Tracking Progress With Industry-Specific KPIs
For Cristal Downing, EVP and Chief Communications and Public Affairs Officer at Merck, measuring reputation means doubling down on tracking a company’s own progress. “There are so many different metrics. There's so many different inputs and insights,” she said.
“What became obvious for my team that actually focuses on reputation here, is we started not necessarily overly indexing on what our peer set was doing," she said. "In the world of pharmaceuticals, we've got a lot of different companies that we could look to the left and the right [of] and see what they're doing, how they're doing. Instead, we decided to land on… six or seven KPIs and just watch our trajectory," she said. "Are we going up or down? And if so, what are the drivers?"

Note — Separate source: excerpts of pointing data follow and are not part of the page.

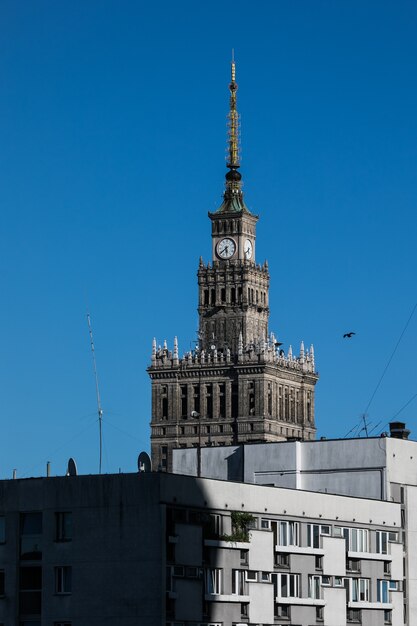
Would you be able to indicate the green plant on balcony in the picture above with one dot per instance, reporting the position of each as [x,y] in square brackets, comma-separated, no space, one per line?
[241,522]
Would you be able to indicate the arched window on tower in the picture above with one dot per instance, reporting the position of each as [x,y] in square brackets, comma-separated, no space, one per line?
[235,399]
[280,403]
[183,393]
[251,397]
[196,398]
[269,404]
[286,404]
[164,402]
[222,400]
[209,401]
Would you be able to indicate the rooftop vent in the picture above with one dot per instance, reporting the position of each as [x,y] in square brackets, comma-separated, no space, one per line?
[398,430]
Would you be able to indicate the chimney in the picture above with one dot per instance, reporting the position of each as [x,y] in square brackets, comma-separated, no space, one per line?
[397,430]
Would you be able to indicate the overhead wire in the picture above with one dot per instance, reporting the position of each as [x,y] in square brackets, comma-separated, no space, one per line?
[357,426]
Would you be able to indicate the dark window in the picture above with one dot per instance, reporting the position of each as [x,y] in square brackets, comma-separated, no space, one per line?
[235,400]
[31,536]
[63,526]
[222,400]
[251,398]
[196,394]
[209,401]
[269,399]
[30,590]
[183,390]
[63,579]
[319,562]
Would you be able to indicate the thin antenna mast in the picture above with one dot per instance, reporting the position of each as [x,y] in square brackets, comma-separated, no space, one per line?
[365,425]
[99,409]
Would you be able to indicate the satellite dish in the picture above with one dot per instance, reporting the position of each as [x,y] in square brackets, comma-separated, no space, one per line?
[144,462]
[72,468]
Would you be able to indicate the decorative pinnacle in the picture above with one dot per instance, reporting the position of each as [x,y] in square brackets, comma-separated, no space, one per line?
[233,177]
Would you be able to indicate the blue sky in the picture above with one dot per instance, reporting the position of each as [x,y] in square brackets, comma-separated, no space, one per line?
[113,135]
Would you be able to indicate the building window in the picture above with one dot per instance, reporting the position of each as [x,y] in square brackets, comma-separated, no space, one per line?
[282,559]
[30,590]
[63,526]
[353,565]
[353,615]
[251,398]
[239,584]
[288,533]
[213,579]
[31,536]
[63,579]
[313,534]
[183,392]
[358,589]
[356,539]
[286,585]
[282,611]
[235,399]
[314,587]
[383,590]
[382,540]
[222,400]
[269,398]
[209,401]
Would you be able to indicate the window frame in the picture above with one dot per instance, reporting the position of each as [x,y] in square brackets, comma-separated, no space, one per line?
[63,580]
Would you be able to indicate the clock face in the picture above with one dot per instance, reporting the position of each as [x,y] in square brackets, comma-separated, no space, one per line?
[226,248]
[248,249]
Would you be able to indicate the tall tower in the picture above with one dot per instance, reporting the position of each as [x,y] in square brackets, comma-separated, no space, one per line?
[237,386]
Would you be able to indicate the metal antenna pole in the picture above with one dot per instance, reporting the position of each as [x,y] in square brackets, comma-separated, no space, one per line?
[365,424]
[99,409]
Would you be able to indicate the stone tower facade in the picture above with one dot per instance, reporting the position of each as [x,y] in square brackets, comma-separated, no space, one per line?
[237,386]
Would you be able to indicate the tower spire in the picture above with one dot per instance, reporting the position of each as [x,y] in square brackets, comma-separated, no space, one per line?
[233,122]
[233,195]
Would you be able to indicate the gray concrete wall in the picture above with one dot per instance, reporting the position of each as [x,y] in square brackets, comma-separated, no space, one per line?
[116,553]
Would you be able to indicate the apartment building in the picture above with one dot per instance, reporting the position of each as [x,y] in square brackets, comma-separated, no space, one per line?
[170,550]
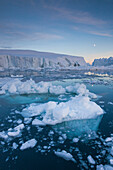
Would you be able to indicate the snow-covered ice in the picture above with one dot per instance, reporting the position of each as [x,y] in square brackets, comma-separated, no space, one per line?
[91,160]
[65,111]
[16,131]
[28,144]
[65,155]
[18,87]
[38,122]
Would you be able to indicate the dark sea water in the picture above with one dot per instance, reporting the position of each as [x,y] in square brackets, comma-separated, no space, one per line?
[91,134]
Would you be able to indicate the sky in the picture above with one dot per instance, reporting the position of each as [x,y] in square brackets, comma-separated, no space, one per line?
[74,27]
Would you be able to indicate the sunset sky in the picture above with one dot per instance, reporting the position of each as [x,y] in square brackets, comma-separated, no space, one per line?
[75,27]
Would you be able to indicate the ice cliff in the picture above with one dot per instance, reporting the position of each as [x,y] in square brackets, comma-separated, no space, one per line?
[103,62]
[27,59]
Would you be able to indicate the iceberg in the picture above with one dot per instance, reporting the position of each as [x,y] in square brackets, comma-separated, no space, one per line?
[27,59]
[28,144]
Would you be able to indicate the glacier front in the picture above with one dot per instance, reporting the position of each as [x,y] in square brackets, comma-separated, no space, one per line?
[27,59]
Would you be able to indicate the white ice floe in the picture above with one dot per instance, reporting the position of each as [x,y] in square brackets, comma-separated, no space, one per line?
[29,144]
[27,120]
[91,160]
[16,131]
[108,139]
[75,140]
[65,155]
[3,135]
[110,103]
[18,87]
[15,145]
[38,122]
[79,107]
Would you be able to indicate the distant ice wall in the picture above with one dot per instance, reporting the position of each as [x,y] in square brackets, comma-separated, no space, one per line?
[103,62]
[22,59]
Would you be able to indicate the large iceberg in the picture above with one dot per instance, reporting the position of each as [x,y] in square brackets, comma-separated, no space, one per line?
[103,62]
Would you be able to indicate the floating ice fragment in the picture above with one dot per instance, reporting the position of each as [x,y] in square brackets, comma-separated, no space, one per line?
[65,155]
[18,87]
[100,167]
[108,167]
[38,122]
[110,103]
[108,139]
[79,107]
[15,145]
[111,161]
[29,144]
[16,131]
[27,120]
[91,160]
[3,135]
[75,140]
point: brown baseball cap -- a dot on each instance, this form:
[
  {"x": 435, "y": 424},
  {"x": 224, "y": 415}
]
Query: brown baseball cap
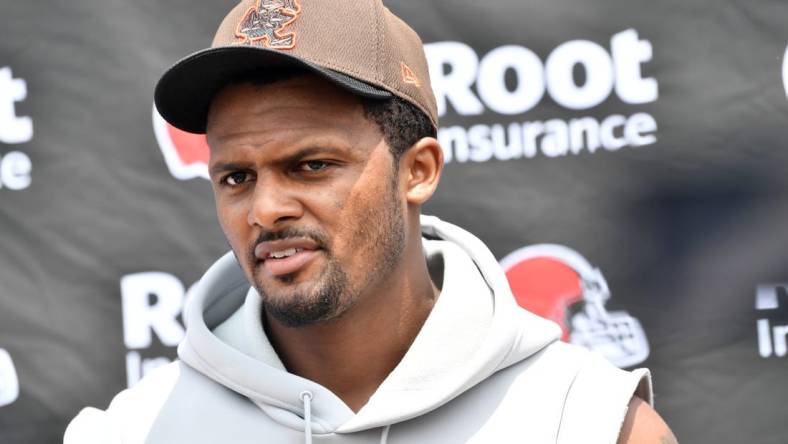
[{"x": 358, "y": 44}]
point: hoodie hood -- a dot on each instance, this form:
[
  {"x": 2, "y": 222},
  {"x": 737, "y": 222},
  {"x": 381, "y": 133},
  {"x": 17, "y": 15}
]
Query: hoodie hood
[{"x": 474, "y": 330}]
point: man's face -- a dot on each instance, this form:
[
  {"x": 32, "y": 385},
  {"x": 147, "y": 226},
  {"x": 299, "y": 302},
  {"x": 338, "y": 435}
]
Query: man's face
[{"x": 306, "y": 193}]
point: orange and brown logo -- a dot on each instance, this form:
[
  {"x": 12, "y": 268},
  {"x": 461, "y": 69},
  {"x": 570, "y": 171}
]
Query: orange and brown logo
[
  {"x": 265, "y": 22},
  {"x": 408, "y": 76}
]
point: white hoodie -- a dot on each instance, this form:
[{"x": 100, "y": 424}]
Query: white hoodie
[{"x": 481, "y": 370}]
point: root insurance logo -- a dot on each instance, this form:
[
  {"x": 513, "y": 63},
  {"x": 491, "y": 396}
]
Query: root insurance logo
[
  {"x": 152, "y": 305},
  {"x": 455, "y": 68},
  {"x": 771, "y": 304},
  {"x": 474, "y": 86},
  {"x": 15, "y": 166}
]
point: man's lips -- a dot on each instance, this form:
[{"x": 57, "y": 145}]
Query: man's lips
[{"x": 285, "y": 256}]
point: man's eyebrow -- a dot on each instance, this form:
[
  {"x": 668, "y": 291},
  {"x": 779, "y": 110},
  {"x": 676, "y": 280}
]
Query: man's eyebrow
[
  {"x": 309, "y": 151},
  {"x": 227, "y": 166},
  {"x": 284, "y": 160}
]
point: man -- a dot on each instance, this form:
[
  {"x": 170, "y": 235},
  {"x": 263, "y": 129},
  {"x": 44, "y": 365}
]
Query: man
[{"x": 342, "y": 315}]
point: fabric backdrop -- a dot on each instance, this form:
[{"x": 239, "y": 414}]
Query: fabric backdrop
[{"x": 647, "y": 138}]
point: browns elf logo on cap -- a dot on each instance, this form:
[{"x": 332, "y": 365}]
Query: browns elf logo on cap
[
  {"x": 408, "y": 76},
  {"x": 264, "y": 24},
  {"x": 359, "y": 45}
]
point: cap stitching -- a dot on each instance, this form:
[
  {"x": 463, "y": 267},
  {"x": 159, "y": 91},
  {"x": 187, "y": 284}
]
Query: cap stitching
[{"x": 379, "y": 13}]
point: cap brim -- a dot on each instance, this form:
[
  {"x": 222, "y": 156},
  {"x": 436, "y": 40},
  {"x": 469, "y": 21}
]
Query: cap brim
[{"x": 184, "y": 93}]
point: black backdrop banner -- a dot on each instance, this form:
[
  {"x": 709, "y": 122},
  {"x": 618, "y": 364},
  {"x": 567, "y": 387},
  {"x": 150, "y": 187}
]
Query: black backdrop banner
[{"x": 625, "y": 160}]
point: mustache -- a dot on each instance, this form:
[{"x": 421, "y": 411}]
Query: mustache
[{"x": 289, "y": 233}]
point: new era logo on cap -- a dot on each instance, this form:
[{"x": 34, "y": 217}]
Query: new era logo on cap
[{"x": 9, "y": 383}]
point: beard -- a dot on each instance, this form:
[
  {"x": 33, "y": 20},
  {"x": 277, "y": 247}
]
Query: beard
[{"x": 380, "y": 231}]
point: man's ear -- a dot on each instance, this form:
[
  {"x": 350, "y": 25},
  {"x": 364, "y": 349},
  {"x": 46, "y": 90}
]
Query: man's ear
[{"x": 420, "y": 170}]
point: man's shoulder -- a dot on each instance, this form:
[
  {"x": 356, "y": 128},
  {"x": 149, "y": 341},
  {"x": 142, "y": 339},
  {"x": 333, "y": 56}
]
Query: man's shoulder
[{"x": 132, "y": 411}]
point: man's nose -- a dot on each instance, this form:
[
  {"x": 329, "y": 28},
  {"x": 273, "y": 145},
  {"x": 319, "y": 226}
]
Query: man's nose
[{"x": 273, "y": 204}]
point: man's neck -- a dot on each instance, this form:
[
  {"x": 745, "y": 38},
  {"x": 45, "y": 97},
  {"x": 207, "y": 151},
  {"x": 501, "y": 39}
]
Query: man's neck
[{"x": 353, "y": 354}]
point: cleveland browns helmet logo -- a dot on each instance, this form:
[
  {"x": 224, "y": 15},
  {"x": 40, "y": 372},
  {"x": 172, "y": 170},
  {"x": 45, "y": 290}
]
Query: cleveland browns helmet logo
[{"x": 264, "y": 24}]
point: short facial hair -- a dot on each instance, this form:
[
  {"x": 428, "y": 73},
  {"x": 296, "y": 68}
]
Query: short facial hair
[{"x": 380, "y": 228}]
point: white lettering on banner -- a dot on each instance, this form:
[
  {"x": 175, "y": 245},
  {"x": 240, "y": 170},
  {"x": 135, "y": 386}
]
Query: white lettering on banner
[
  {"x": 772, "y": 339},
  {"x": 15, "y": 169},
  {"x": 15, "y": 166},
  {"x": 151, "y": 303},
  {"x": 553, "y": 138},
  {"x": 13, "y": 129},
  {"x": 455, "y": 68},
  {"x": 9, "y": 382}
]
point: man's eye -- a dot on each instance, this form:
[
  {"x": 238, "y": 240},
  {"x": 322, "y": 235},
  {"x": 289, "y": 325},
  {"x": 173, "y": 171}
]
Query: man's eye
[
  {"x": 237, "y": 178},
  {"x": 313, "y": 165}
]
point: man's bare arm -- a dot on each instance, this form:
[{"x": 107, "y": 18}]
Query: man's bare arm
[{"x": 643, "y": 425}]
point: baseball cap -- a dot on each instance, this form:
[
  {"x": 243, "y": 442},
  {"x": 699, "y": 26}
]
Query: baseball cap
[{"x": 359, "y": 45}]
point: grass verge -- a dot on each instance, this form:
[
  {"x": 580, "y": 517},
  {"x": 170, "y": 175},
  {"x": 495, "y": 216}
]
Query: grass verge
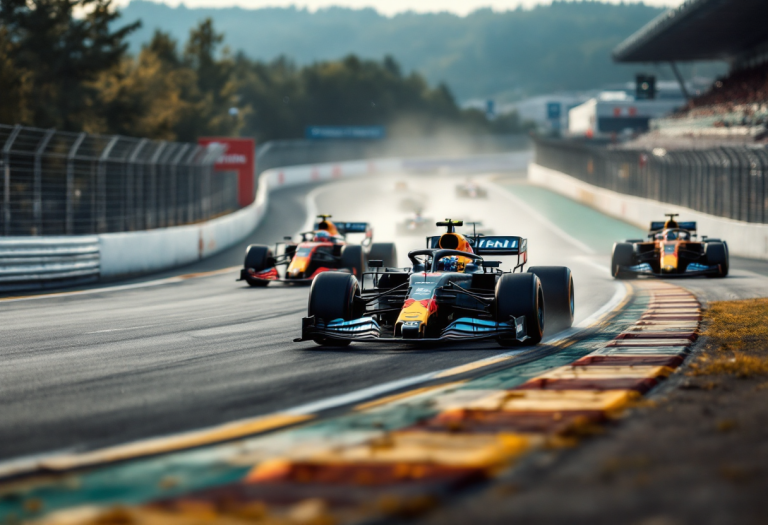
[{"x": 737, "y": 340}]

Business Metrics for Corporate Boards
When asked to define key metrics that corporate boards and executives are tracking, Downing said she is very deliberate with the information, results and data points she shares with them. “Obviously, in any way that we can tie our efforts in terms of protecting, defending, elevating our brand equity and our reputation to business performance and business outcomes, that's most important,” she said. “Not only for me, but for them.”
Other business metrics she uses include share price, the company's financial statement and industry recognition and lists—but also more qualitative information, like recruitment, retention and internal employee surveys. “All of these different pieces formulate our company scorecard," she said, "so I never want to stray too far from being able to connect right back to that."